Mora na filosofia: Papo com Käthe Schirmacher
À margem do rio Vístula, em Gdansk, norte da Polônia, tive a alegria intelectual de "entrevistar" uma das mais inteligentes feministas do mundo. À mesa do restaurante Hewelke, conversamos sobre sua luta política, marcada pelo feminismo maternal. Embora esteja com os seus longos 161 anos de idade, suas palavras permanecem jovialmente vivas. Moro na Filosofia entrevista palavras, não pessoas. Nossa entrevistada, Käthe Schirmacher, que defende a ideia de que ser mãe é a forma de trabalho mais digna. Cuidar dos filhos, da casa, enfim, cuidar da família, possui o sentido mais amplo de cuidar da vida. "O trabalho doméstico é trabalho social, é trabalho político, é trabalho econômico", e ela me perguntou: "existe trabalho mais digno do que acolher o lar da família?".
Käthe, antes de tudo, obrigado por este "encontro". Você conhece a realidade das mães mais pobres no Brasil?
Conheço. Em seu país, a grande maioria das mães cria os filhos sozinha em lugares onde não há creches, o que impõe ao filho ou à filha cuidar dos irmãos menores, enquanto a mãe passa o dia trabalhando.
A creche é solução?
Não. Ainda que o poder público colocasse creches, ele daria a terceiros a responsabilidade de cuidar da vida. Quem tem de cuidar do filho é a mãe com o pai.
Mas a mãe trabalha fora de casa.
Não por isso. Havendo condição financeira, essa mãe fica em casa para cuidar dos filhos, e quem deve assegurar tal condição é o Estado. O trabalho da maternidade, o mais digno de todos, tem de ser muito bem remunerado para que as mães pobres possam ficar em casa cuidando de seus filhos.
Então, você defende o feminismo maternal.

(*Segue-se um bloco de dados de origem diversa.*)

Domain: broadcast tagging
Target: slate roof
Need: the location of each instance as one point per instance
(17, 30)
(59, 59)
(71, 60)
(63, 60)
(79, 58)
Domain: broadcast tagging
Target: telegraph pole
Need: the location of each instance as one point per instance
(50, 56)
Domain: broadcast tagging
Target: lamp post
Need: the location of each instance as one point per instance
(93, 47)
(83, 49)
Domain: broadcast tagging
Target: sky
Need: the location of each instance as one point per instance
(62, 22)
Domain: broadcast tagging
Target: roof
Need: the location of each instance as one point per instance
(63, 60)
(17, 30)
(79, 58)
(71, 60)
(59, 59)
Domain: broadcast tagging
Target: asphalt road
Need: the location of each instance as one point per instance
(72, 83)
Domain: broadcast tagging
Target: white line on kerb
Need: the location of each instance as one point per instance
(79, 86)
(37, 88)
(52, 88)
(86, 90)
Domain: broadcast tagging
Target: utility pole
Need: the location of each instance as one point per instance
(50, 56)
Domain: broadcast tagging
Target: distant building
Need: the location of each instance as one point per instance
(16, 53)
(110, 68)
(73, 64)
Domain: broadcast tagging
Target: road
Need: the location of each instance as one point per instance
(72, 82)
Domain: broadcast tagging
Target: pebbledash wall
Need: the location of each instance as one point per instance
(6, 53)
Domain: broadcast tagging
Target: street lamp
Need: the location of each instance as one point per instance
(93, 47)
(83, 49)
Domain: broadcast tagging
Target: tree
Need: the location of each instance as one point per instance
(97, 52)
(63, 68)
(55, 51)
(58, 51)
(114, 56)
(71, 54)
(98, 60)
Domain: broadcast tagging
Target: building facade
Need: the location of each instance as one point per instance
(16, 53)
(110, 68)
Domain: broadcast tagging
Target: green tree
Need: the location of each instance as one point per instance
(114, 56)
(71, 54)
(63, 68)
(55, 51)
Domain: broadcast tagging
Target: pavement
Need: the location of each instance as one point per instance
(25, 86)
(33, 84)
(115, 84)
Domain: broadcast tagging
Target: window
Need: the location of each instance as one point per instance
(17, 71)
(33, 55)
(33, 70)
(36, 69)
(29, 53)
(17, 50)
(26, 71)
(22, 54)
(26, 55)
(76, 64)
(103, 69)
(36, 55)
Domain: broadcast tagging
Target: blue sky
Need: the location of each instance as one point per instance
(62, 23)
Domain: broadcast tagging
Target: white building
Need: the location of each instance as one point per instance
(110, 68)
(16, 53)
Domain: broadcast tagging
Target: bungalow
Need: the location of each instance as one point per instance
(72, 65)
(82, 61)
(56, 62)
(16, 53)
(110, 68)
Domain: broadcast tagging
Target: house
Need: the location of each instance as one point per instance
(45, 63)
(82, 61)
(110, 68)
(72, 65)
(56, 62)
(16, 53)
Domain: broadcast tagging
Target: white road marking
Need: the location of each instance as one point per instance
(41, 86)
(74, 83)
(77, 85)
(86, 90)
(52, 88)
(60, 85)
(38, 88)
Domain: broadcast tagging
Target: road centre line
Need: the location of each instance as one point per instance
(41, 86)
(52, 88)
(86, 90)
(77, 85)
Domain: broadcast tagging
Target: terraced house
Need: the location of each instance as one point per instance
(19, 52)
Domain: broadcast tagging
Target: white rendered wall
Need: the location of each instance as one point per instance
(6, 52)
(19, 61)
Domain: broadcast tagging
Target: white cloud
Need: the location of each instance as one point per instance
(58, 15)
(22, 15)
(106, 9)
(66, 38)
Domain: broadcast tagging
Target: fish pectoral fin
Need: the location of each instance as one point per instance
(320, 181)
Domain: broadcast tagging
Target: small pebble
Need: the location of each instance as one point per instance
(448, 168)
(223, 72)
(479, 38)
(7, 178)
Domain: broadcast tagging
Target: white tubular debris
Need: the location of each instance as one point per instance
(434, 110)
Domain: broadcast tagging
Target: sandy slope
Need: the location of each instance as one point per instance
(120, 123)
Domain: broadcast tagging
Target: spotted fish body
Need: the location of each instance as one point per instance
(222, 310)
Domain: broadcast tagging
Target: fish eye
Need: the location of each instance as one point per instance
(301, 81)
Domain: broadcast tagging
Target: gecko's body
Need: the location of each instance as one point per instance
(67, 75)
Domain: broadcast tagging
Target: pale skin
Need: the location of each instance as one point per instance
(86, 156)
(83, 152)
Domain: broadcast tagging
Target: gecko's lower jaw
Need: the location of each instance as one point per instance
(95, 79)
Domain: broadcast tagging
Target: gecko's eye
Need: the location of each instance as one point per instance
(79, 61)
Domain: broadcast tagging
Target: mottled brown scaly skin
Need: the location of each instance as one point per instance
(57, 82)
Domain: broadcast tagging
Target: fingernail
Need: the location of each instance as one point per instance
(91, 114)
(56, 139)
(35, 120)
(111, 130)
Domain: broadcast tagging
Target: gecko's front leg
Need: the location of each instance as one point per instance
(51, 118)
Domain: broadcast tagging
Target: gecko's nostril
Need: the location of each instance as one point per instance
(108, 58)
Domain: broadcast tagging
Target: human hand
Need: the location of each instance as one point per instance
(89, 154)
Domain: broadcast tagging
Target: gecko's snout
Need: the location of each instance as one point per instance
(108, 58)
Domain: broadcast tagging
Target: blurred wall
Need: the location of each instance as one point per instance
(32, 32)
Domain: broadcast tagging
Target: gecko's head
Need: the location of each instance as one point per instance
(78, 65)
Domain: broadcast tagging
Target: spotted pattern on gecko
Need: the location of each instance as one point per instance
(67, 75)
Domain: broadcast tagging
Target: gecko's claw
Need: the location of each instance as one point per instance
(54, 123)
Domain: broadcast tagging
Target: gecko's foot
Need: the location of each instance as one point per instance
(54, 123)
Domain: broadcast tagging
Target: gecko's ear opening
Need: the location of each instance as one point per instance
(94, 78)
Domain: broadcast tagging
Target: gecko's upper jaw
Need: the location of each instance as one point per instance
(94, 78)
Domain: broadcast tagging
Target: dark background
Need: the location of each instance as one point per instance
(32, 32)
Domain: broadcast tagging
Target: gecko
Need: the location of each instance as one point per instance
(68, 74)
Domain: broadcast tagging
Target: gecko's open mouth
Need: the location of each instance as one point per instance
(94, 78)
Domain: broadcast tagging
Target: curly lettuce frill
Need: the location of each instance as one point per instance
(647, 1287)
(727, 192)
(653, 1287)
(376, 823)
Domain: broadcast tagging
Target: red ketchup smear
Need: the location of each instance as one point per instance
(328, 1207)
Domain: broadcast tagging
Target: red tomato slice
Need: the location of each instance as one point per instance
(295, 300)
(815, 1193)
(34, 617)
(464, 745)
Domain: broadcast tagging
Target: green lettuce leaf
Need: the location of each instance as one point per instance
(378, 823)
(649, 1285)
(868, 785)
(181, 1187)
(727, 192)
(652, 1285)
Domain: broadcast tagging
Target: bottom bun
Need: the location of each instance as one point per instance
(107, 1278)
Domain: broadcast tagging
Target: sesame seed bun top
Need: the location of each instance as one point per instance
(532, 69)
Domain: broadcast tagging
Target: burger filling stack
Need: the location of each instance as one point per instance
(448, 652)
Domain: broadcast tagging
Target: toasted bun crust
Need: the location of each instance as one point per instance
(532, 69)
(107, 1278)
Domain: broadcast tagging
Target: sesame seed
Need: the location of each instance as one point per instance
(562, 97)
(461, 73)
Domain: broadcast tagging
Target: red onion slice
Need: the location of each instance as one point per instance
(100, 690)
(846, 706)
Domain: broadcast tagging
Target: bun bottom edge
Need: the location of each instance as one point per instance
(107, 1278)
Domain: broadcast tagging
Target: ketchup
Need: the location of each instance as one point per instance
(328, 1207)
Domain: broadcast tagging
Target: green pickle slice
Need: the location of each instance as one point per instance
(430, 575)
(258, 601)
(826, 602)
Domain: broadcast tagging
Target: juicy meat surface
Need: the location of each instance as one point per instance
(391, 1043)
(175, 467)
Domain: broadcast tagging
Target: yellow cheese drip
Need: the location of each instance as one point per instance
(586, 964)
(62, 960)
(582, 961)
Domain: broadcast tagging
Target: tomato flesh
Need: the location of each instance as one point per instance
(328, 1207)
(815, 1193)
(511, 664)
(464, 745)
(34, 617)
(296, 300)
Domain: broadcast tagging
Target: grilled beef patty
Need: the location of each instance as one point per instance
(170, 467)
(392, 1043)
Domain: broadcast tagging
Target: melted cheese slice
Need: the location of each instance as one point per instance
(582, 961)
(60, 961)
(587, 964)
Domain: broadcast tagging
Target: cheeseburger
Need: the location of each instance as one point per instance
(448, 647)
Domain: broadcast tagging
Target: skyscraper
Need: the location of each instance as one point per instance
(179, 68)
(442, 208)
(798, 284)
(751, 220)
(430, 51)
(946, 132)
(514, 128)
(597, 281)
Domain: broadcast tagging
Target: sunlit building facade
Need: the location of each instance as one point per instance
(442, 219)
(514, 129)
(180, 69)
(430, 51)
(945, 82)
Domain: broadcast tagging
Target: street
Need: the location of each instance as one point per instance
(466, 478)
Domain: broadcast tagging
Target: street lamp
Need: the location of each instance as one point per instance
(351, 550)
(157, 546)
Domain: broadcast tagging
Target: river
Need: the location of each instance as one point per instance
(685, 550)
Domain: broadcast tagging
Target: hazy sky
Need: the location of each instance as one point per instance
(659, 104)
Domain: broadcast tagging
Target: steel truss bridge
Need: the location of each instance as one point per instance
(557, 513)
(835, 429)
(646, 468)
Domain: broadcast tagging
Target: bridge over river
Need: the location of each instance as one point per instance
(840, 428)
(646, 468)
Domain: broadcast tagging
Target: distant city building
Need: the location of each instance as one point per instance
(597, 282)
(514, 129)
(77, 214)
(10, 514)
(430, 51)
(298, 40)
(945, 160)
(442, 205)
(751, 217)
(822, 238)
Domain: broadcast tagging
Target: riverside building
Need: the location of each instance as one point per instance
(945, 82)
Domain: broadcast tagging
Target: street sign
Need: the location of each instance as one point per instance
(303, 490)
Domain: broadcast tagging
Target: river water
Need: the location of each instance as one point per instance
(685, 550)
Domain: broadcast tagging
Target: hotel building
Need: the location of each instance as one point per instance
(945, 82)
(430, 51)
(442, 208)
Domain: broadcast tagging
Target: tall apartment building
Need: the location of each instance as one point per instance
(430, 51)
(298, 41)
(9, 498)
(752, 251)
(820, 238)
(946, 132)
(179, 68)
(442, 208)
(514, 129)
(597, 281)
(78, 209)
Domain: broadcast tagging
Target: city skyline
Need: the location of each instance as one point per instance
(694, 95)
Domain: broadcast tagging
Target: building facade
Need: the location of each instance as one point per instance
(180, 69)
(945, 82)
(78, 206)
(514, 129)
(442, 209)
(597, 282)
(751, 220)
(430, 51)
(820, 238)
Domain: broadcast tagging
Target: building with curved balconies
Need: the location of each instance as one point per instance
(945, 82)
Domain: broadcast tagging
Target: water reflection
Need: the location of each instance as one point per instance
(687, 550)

Isso mesmo. O feminismo da maternidade é o mais amplo, pois envolve a política pública habitacional, ou seja, o lar. A questão aqui, portanto, não é a mulher ter direito igual ao homem, porque ser mãe, que é gerar a vida, é direito superior ao direito masculino.
As feministas lutam pela maternidade?
Não, o que levou à jornada dupla de trabalho para as mães. Eu luto por isso desde o final do século 19, quando a pobreza feminina era agravada pelos riscos próprios da vida das mulheres. Uma coisa é o homem pobre e sozinho, e outra coisa é a mulher pobre, sozinha e grávida. Quero dizer com isso que, uma vez comparado o homem à mulher, o Welfare State é bem diferente.
Sua análise é interessante.
Defendo a natureza da mulher, que é a de ser mãe, não havendo trabalho mais produtivo do que esse, já que cria o valor dos valores, que é educar o filho, que é cuidar da vida do ser humano.